Inspecting training data

Sign up to the DEA Sandbox to run this notebook interactively from a browser
Compatibility: Notebook currently compatible with the DEA Sandbox environment

Background

Prior to training a machine learning classifier, it can be useful to understand which of our feature layers are most useful for distinguishing between classes. The feature layers the model is trained on form the knowledge base of the algorithm. We can explore this knowledge base using class-specific violin plots, and through a dimensionality reduction approach called principal component analysis. The latter transforms our large dataset with lots of variables into a smaller dataset with fewer variables (while still preserving much of the variance), this allows us to visualise a very complex dataset in a relatively intuitive and straightforward manner.

By exploring our training data we can learn more about the land cover classes we are interested in mapping (e.g is NDVI a good way to distinguish between crop and non-crop areas?), decide if we have enough training data and the right features for our models to be able to accurately map the classes (are there distinct differences in the feature layers values between classes?), and postion ourselves to be able to improve the model should the results be unsatisfactory (what kinds of features can we discard that might be confusing the model?).

Description

Using the training data written to file in the previous notebook, 1_Extract_training_data, this notebook will:

Plot class-specific violin plots for each of the feature layers in the training data
Plot the importance of each feature after applying a model to the data.
Calculate the first two and three prinicpal components of the dataset and plot them as 2D and 3D scatter plots

Getting started

To run this analysis, run all the cells in the notebook, starting with the “Load packages” cell.

Load packages

[1]:

%matplotlib inline
import random
import numpy as np
import pandas as pd
import seaborn as sns
import matplotlib.pyplot as plt
from matplotlib.patches import Patch
from sklearn.decomposition import PCA
from mpl_toolkits.mplot3d import Axes3D
from sklearn.preprocessing import StandardScaler
from sklearn.ensemble import RandomForestClassifier

Analysis Parameters

training_data: Name and location of the training data .txt file output from runnning 1_Extract_training_data.ipynb
class_dict: A dictionary mapping the ‘string’ name of the classes to the integer values that represent our classes in the training data (e.g. {'crop': 1., 'noncrop': 0.})
field: This is the name of the column in the original training data shapefile that contains the class labels. This is provided simply so we can remove this attribute before we plot the data

[2]:

training_data = "results/test_training_data.csv"
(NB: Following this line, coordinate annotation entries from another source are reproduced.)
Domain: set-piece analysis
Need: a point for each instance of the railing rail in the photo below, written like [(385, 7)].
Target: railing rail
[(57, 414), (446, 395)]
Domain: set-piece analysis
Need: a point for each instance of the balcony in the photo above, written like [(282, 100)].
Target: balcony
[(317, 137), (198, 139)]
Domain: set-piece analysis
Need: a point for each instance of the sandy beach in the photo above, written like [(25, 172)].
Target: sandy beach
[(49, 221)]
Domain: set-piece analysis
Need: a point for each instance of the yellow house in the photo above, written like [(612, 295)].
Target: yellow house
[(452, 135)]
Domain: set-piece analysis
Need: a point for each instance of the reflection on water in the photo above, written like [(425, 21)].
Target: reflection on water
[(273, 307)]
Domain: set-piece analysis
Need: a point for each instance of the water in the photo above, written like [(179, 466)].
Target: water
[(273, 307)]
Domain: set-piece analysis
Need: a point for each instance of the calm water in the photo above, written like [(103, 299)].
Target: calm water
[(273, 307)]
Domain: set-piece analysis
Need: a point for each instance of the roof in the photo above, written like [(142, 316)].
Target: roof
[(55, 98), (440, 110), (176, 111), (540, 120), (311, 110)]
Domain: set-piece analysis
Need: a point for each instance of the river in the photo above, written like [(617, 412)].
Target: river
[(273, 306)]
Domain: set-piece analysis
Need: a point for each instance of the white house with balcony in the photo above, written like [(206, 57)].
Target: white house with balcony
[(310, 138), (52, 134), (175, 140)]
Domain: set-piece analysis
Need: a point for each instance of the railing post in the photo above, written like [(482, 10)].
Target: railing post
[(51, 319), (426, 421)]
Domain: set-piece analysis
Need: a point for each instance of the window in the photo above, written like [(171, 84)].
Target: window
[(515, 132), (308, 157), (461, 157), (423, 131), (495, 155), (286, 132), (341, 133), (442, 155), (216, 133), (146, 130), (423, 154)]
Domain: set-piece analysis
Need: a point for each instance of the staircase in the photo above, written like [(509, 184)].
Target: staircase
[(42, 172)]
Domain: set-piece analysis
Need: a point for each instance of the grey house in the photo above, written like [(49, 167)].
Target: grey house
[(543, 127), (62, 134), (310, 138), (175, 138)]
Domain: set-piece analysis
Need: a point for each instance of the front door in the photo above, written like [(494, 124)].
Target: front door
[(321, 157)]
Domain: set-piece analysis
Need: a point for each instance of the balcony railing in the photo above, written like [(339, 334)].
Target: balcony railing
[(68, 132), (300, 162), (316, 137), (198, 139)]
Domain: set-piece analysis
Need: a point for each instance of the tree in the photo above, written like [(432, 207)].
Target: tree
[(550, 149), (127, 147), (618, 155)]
class_dict = {'crop': 1, 'noncrop': 0}

field = 'class'

Import training data

[3]:

df = pd.read_csv(training_data)

Data Wrangling

This cell extracts each class in the training data array and assigns it to a dictionary, this step will allow for cleanly plotting our data

[4]:

# Fit the standard scaler to all features
X = df.drop(field, axis=1)
y = df[[field]]
scaler = StandardScaler(with_mean=False)
scaler.fit(X);

dfs = {}
for key, value in class_dict.items():
    print(key, value)
    # extract values for class from training data
    arr = df[df['class']==value].drop(field, axis=1)
    # Scale the dataframe
    scaled_df = scaler.transform(arr)
    scaled_df = pd.DataFrame(scaled_df, columns=arr.columns)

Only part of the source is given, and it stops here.